Angela Merkel als Oberlehrerin - das kommt schlecht an

LEITARTIKEL ⋅ Angela Merkel wird auch in den nächsten Jahren Deutschlands Kanzlerin bleiben, daran bestehen nicht die geringsten Zweifel. Das Land könnte allerdings innerhalb der EU zu mächtig werden und das Kommando übernehmen. "Es wäre der grösste Fehler, den Merkel begehen könnte", schreibt Chefredaktor Stefan Schmid in seinem Leitartikel.
16. September 2017, 05:20
Stefan Schmid

Selten hat ein deutscher Wahlkampf so gelangweilt wie dieser. Der Wiedereinzug von Angela Merkel ins Bundeskanzleramt ist so ungefährdet wie die Qualifikation der deutschen Fussballer für die nächste Weltmeisterschaft. Die einzigen Fragen, die politisch Interessierte umtreiben, sind jene nach dem Koalitionspartner für die siegreiche CDU/CSU sowie nach dem Abschneiden der rechtspopulistischen Alternative für Deutschland (AfD). Sonst aber war da nichts, das uns Nachbarn irgendwie bewegen könnte. Merkel macht weder Angst noch löst sie Begeisterungsstürme aus.
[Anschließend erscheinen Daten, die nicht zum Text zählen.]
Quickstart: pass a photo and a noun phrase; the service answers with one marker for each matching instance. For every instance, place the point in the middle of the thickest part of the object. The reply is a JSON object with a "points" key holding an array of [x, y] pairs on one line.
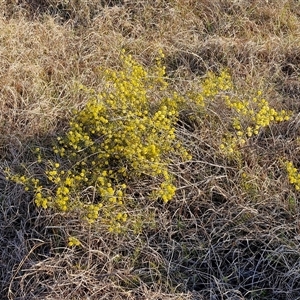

Spannend wird es freilich nach der Wahl. Die Anzeichen verdichten sich, dass die deutsche Regierung angesichts der geopolitischen Konstellation eine robustere Aussenpolitik machen wird – sprich: Deutsche Interessen sollen kraftvoller durchgesetzt werden, als dies in der Vergangenheit der Fall war. Mit dem Ausscheiden der Briten verlagern sich die Gewichte in der EU Richtung Berlin. Verstärkt wird dieser Trend durch den unberechenbaren US-Präsidenten Donald Trump, der die Europäer zu grösserer Eigenständigkeit zwingt. Die überragende Wirtschaftskraft Deutschlands tut das Ihrige. Das wirtschaftlich stagnierende Frankreich und das mit sich selbst beschäftigte Italien sind nur bedingt in der Lage, Berlin Paroli zu bieten.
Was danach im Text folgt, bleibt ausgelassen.